The housing crisis in Chicago may also have contributed to a precipitous drop off in public-school enrollment, particularly among Black students, the union claims—one that has been particularly hard-felt in the city’s poorest neighborhoods.

On Wednesday, hours before the union announced it had rejected a final offer from the district and planned to strike, Omar Ramirez Atilano sat across from one of his freshman students and attempted to help him find permanent housing. Their deadline was Friday, when the student, his siblings, and grandmother would be forced to vacate their property, Atilano explained. He works as a youth intervention specialist at Richards Career Academy, a high school wedged between Chicago’s Back of the Yards and Englewood neighborhoods in an area he described as “a hotbed for rival gang activity” and “ground zero for the things we’re fighting and striking for.”

Much of the evenly-split black and Latino student population is poor or working class, he said, and many have lost family members to gang violence.

“When you witness the conditions many of our students come from, it becomes imperative that we address and advocate for basic needs such as housing,” Atilano explained. “When kids are worried about where they’re going to sleep at night, getting them to focus on their education becomes extremely challenging.”

“No human, let alone a child, can function normally if their most basic physiological needs aren’t being met,” he added.

Tanya Vega, the mother of a transgender daughter who is currently a senior in the school district, said two separate stretches of homelessness years ago had left her child feeling depressed and full of “hopelessness that we wouldn’t find a permanent home again.” Although her daughter was able to maintain straight As in school throughout both periods, Vega added, the psychological damage she witnessed in her during that period was undeniable.

“Being homeless is something no kid will forget,” she said. “There’s always that nagging fear it will happen again, no matter how much you assure them it won’t.”

In flouting the fact that the district has no legal obligation to bargain over housing concerns, teachers were utilizing a strategy known as “bargaining for the common good.” It hinges on the idea that unions and grassroots organizations can use contract negotiations to notch wins for working-class rights that will ultimately benefit larger communities. Most recently, striking teachers in the Los Angeles School District used this method to successfully bargain for an immigration defense fund for local families.

“We are in a fight against white supremacy,” Davis Gates said. “White supremacy in CPS manifests with 40 black kindergartners in one classroom; it manifests when they close 50 black schools; it manifests when we are begging for school nurses to be in schools every day, but instead taxpayers are subsidizing wealthy playgrounds in Lincoln Park.”
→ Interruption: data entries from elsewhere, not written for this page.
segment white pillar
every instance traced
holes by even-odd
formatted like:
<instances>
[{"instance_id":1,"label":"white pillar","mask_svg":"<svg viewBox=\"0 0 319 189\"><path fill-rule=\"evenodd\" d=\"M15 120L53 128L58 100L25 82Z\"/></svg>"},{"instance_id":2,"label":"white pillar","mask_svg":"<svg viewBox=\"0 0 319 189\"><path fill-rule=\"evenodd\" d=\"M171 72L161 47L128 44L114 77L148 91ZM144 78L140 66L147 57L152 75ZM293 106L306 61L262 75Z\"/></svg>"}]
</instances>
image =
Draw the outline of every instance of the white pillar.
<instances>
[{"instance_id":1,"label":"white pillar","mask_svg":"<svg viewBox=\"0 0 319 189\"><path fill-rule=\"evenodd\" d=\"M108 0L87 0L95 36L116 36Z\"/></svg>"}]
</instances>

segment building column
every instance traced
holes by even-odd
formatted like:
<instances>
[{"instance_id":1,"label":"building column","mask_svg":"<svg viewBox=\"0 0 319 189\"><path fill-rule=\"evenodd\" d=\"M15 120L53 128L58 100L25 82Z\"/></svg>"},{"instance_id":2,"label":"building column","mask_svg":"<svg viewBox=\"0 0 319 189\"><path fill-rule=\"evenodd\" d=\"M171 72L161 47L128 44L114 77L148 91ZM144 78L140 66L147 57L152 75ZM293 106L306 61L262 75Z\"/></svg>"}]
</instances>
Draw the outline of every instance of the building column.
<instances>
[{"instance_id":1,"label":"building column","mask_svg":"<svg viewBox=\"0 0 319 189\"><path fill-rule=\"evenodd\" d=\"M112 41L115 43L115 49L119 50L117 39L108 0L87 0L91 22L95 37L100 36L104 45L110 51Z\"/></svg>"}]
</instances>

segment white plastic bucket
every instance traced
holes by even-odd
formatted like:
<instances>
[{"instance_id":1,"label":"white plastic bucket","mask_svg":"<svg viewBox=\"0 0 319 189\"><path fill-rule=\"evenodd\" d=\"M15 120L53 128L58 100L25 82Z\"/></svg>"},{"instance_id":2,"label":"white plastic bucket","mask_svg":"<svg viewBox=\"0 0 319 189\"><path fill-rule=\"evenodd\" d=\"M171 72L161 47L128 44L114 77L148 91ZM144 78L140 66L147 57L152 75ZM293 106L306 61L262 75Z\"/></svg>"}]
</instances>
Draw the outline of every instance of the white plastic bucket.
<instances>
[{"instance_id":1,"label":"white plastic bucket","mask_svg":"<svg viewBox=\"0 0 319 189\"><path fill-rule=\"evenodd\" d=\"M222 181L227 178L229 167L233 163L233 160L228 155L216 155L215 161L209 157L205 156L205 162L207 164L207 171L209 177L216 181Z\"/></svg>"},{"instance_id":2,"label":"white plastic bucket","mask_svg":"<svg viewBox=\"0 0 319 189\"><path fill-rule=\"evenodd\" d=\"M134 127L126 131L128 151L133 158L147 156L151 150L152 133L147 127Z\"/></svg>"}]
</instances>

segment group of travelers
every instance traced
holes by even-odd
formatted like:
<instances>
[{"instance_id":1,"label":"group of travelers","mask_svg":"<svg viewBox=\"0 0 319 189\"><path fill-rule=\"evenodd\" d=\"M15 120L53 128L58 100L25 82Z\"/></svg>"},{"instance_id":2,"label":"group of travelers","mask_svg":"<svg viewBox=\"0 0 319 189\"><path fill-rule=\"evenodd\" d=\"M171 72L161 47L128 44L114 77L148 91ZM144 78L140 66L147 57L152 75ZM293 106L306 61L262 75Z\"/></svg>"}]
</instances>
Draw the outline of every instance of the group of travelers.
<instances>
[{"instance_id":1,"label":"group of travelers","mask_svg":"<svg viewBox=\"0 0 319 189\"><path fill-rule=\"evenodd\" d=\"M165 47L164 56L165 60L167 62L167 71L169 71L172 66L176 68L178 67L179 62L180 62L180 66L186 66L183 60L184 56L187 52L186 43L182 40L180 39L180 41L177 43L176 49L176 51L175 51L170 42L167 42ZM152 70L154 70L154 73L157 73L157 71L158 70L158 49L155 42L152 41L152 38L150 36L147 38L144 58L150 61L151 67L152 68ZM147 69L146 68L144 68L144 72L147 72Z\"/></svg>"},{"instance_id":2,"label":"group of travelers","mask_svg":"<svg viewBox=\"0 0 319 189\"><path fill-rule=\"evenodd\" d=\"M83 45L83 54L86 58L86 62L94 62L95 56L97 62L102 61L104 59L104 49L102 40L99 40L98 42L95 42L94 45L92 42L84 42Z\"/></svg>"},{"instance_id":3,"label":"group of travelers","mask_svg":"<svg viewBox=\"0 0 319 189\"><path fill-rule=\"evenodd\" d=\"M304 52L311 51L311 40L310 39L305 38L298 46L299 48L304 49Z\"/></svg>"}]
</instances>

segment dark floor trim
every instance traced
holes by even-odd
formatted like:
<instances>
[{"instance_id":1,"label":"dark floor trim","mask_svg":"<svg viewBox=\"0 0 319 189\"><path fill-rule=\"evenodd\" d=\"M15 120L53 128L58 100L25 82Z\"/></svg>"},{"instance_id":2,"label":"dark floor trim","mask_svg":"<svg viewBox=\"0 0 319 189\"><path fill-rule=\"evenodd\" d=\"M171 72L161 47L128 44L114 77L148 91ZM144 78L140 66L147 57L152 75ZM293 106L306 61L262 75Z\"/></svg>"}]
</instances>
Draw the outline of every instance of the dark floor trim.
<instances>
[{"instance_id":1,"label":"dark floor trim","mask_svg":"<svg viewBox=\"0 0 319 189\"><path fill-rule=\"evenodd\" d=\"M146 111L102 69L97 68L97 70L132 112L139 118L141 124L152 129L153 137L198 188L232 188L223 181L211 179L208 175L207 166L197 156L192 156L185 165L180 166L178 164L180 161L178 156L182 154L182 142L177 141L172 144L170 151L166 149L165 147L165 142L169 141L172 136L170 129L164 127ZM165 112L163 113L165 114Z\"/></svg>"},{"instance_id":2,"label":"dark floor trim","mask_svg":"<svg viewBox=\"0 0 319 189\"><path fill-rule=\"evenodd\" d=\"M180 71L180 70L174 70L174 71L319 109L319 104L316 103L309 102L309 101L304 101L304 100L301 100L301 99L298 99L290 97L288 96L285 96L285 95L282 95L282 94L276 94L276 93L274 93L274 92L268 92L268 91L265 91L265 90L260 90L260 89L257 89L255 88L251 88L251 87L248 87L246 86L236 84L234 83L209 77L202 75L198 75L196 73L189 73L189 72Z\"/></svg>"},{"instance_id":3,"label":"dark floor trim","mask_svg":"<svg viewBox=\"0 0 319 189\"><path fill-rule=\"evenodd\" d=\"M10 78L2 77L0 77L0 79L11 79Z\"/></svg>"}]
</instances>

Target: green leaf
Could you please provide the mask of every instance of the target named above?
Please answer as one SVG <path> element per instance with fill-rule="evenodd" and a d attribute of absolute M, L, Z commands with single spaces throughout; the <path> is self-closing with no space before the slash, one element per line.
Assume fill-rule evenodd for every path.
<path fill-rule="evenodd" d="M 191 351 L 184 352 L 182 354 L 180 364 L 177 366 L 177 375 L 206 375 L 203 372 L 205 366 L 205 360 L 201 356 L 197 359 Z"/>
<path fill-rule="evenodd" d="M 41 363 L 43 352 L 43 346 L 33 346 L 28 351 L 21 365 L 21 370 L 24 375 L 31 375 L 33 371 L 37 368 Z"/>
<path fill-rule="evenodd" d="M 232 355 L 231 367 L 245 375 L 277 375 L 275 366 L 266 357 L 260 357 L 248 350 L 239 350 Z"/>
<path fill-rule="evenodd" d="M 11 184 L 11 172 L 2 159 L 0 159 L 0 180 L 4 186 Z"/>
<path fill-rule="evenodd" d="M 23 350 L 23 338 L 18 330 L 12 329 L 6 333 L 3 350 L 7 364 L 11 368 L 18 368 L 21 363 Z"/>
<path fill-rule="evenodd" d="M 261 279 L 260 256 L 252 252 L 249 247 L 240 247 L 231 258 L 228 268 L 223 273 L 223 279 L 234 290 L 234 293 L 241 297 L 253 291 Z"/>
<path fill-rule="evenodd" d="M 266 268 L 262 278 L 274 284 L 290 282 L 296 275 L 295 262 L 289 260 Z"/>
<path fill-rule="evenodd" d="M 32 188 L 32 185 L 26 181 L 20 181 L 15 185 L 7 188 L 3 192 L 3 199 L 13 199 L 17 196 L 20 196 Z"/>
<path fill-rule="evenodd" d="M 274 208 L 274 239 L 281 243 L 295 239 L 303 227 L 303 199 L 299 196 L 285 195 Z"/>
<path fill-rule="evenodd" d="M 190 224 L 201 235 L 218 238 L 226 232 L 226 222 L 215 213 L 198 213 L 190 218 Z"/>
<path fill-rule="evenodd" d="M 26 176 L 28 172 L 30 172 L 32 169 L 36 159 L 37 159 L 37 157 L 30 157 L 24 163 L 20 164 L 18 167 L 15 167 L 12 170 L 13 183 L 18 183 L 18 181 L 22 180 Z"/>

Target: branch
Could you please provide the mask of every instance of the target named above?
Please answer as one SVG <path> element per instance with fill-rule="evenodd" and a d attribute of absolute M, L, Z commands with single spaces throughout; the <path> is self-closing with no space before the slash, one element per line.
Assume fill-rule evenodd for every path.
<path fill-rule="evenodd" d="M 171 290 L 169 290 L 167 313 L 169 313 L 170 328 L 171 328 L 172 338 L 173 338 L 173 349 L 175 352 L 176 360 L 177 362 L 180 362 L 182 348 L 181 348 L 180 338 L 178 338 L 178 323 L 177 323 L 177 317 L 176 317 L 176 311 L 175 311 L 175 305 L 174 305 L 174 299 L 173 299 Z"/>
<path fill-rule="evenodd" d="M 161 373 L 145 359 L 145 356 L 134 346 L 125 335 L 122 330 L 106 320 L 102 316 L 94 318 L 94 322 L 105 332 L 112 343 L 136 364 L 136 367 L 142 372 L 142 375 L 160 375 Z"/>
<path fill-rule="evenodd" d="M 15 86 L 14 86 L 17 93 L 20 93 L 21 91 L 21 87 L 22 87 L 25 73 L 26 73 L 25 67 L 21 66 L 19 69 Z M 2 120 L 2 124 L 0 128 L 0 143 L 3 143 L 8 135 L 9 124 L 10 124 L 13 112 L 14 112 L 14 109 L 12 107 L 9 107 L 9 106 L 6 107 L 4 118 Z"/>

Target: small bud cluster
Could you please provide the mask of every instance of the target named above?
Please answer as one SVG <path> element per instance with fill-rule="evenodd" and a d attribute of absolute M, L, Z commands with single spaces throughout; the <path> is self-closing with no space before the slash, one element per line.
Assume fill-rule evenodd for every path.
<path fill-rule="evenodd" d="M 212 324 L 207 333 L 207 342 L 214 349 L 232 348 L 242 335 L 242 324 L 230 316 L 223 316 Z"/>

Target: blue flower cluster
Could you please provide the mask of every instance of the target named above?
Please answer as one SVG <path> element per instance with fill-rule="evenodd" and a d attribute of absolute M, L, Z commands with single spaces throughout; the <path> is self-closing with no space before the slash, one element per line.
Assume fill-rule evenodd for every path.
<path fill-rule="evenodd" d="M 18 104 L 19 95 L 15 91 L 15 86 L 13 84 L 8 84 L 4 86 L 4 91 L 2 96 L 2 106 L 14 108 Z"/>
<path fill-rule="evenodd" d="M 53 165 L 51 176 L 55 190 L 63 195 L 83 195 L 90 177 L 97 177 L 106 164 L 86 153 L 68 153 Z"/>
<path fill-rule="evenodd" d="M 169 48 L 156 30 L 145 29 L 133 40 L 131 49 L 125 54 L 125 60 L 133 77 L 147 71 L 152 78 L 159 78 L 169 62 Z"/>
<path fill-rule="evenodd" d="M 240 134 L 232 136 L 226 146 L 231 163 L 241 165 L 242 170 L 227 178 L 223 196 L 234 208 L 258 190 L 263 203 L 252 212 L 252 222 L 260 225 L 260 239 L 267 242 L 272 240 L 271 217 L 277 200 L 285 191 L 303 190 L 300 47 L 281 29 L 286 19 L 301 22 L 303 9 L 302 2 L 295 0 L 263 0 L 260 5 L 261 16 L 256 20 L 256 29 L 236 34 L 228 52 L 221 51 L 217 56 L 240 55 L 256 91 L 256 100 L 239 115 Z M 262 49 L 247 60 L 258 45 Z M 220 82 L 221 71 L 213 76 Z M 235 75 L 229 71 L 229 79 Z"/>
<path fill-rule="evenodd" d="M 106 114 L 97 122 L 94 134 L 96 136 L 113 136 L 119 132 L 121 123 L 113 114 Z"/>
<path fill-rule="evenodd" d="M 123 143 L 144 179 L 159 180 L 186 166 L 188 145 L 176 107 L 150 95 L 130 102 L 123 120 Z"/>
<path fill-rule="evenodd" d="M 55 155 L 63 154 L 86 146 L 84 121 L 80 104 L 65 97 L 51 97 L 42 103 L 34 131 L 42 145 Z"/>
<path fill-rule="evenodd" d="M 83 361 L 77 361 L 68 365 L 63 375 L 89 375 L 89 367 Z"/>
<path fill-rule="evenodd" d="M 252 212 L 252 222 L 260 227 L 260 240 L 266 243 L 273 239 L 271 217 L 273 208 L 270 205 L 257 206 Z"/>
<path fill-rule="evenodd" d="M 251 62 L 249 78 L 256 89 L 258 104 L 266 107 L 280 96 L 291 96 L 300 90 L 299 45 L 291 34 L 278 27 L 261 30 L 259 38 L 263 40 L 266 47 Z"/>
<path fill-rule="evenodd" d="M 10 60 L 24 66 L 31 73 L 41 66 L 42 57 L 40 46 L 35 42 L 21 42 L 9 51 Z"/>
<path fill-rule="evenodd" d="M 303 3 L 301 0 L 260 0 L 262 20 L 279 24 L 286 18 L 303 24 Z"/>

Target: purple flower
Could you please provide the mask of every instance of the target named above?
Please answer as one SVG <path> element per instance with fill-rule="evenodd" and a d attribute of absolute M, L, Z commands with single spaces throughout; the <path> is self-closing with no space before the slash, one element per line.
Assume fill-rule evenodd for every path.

In the 11th hour of contract negotiations this week, as the reality of a strike seemed all but confirmed, a union source said the school system seemed poised to agree to certain other provisions within the union’s bargaining platform, including class-size reductions and ensuring each school employs a nurse, librarian and counselor. But the system had refused to write it into the contract explicitly, which teachers found to be inadequate, the source said.

During a news conference early Wednesday, Lightfoot said that the district had made “more than 80 proposed changes to the contract on issues requested by the union,” during the course of bargaining, including “sanctuary school protections, a commitment against privatization, supports for oversized classes, changes in how we serve our special education students, and so much more.”

But Lightfoot, the city’s first openly gay, black mayor, campaigned for and won her office on many of the same issues that now comprise the union’s platform, including unspooling the systemic inequality that has left much of Chicago class stratified and racially segregated. Now, Davis Gates said, educators have given her an opportunity to make manifest the promises she made to voters earlier this year.

“The question now is whether she wants to be known as a mayor who is fighting the very people she needs to eradicate the poverty and inequities she’s talking about,” Davis Gates said. “Why would you fight your best gladiators?”